Grievous evil is a strong phrase, but still an immense understatement and the limitations of the human language paralyze the ability to express infinite loss, but the king makes a mighty effort. “He eats in darkness”, and with these words, he can mean nothing, outside of spiritual darkness. There is no light at the end of the tunnel, no future, for which to hope, but only lies and deception to keep him trudging ahead, towards a dark grave. Vexation, sickness, anger… in more common terms, stress, illness, and a surly disposition, are the negatives that plague the human being throughout his life (v.17).

It is a miserable, depressing picture, to say the least, and, as already stated, it is heartless, that is, if the gospel has been removed, ignored, or not preached in the world. However, where the gospel is preached, believed and received, the benefits are incalculable. Not only is the curse of vanity removed, but in its place are infinite, eternal pleasures.

Verse 18 includes the Christian and not just the member of society, who might find this advice useful, as he simply passes through life in the best way possible, humanly speaking. God causes the rain to fall and the sun to shine over all human life on the planet. He is good to all and, as far as the temporal and legitimate pleasures that this earth offers, God “richly provides us with everything to enjoy” (1 Tim.6:17). It is not wrong, should God in His mercy, give us good days and times of recreation and rest, to simply relax and enjoy them. The believer can find fulfillment in his work and projects.

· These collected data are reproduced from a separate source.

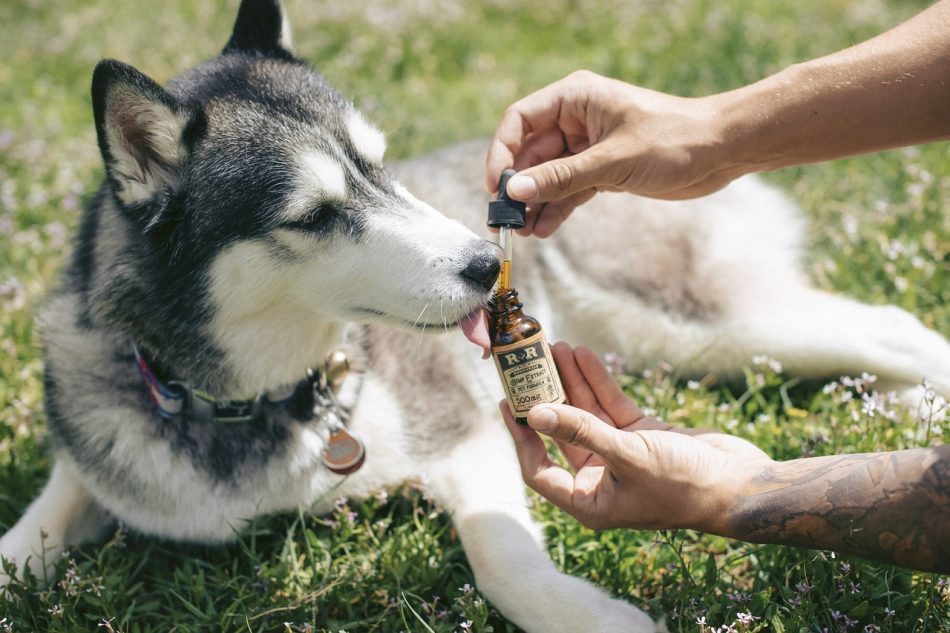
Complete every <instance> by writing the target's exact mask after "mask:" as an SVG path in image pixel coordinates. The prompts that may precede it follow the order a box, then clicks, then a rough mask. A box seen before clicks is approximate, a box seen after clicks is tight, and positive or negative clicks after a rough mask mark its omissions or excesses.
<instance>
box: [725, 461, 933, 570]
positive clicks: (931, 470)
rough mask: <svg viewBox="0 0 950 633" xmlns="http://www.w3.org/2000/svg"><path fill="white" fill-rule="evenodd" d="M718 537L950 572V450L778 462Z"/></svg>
mask: <svg viewBox="0 0 950 633" xmlns="http://www.w3.org/2000/svg"><path fill="white" fill-rule="evenodd" d="M716 531H719V532H721V533H724V535H726V536H730V537H733V538H736V539H741V540H745V541H751V542H755V543H781V544H786V545H796V546H801V547H809V548H815V549H828V550H834V551H838V552H842V553H847V554H854V555H857V556H862V557H865V558H870V559H875V560H880V561H884V562H888V563H896V564H898V565H903V566H906V567H912V568H915V569H921V570H927V571H937V572H941V573H950V446H941V447H937V448H928V449H915V450H907V451H897V452H891V453H876V454H873V453H872V454H863V455H844V456H832V457H817V458H809V459H799V460H793V461H788V462H771V463H769V465H767V466H765V467H763V468H761V471H760V472H759V473H758V474H756V475H753V476H752V477H751V478H750V481H749V482H748V484H747V485H746V486H745V490H744V492H743V494H741V495H740V496H739V497H738V498H737V500H736V501H735V505H734V506H733V510H732V511H731V512H730V513H729V514H728V517H727V518H726V519H725V523H724V525H723V526H721V529H719V530H716Z"/></svg>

However, the Christian should not allow himself to become an integral part of the world’s system, planning, scheming, and worrying about the future. That is against the teaching of Christ. “Do not be anxious about tomorrow, for tomorrow will be anxious for itself. Sufficient for the day is its own trouble” (Mt.6:34). In a sense, the believer is to live for the moment, trusting His heavenly Father for tomorrow. As far as this material world is concerned, the king says, “What I have seen to be good and fitting is to eat and drink and find enjoyment in all the toil with which one toils under the sun the few days of his life…” Life is short and this is the maximum that it offers (v.18).

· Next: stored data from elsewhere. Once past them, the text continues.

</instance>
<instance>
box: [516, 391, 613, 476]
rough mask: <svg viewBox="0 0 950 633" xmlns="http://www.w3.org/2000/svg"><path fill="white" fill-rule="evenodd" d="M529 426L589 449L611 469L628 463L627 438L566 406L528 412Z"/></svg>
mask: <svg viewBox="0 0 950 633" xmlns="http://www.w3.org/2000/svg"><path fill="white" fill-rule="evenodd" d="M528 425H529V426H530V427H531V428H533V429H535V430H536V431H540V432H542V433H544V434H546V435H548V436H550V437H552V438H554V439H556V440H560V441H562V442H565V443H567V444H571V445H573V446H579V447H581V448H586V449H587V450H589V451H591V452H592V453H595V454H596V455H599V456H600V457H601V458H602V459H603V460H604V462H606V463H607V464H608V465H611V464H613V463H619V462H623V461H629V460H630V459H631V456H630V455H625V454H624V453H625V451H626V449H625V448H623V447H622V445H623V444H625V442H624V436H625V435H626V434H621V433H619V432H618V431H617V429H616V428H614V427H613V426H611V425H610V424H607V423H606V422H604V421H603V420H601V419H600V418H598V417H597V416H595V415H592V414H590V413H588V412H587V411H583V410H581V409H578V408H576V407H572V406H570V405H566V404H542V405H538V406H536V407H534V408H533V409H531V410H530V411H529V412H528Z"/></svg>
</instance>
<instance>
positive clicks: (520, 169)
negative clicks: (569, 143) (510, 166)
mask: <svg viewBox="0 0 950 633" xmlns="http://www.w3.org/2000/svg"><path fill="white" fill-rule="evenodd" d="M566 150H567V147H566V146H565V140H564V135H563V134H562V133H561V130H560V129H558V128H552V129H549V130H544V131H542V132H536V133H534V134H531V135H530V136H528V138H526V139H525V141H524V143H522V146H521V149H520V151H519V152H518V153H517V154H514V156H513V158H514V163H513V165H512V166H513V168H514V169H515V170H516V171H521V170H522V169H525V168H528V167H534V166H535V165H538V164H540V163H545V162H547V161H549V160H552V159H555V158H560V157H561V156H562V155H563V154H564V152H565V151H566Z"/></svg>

It was concerning the well-to-do people, about whom Paul wrote to Timothy, speaking of God’s rich provision. It is amazing how consistent the biblical principles are, Old Testament and New. However, we should know that not everyone is given riches and God does not promise that all believers will live prosperously, nor should we long for that (There is a false teaching that tells us that we should all be prosperous. We must reject it.). Those who have them, can take them as a gift from God. They are to be thankful to Him and not boast of their own achievements (v.19). And, of course, none of us have a guarantee that at any time the world around us may be turned into turmoil and we may live under persecution and trouble. Should that be the case, we must live it in the will of God and for His glory.

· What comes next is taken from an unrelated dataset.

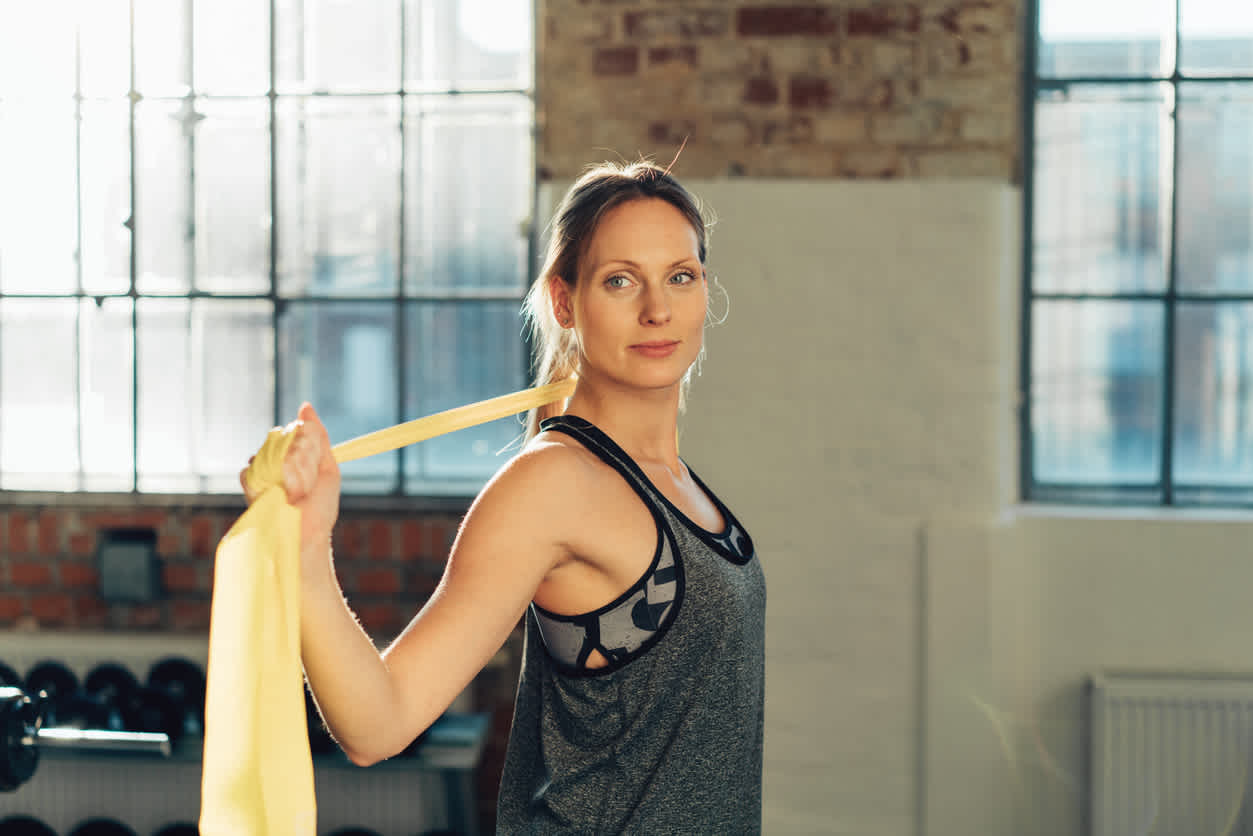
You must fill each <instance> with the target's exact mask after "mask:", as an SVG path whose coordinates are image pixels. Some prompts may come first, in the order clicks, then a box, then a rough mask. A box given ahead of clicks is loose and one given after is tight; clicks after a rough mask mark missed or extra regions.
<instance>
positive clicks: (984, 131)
mask: <svg viewBox="0 0 1253 836" xmlns="http://www.w3.org/2000/svg"><path fill="white" fill-rule="evenodd" d="M1016 129H1017V119H1016V117H1015V114H1012V113H1010V112H1009V110H990V112H974V113H964V114H961V138H962V139H966V140H970V142H982V143H1004V142H1005V140H1007V139H1010V138H1012V137H1014V132H1015V130H1016Z"/></svg>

Finally, God would have us occupied, while living upon the earth. “Idleness is the devil’s workshop,” is an old saying that speaks the truth. We all are in danger of spiritual depression, sadness and melancholy, as well as countless other spiritual diseases. We can spend much time in the word, reflecting on the greatness and goodness of God. We can spend as much time in fellowship with God, as time will allow, but it is not healthy to be introspective, for any length of time. The enemy can easily penetrate those times, and he is an expert on robbing us of our joy. Joy is a gift of God, in which He wants us to live. It is a fruit of the Spirit and the atmosphere of heaven.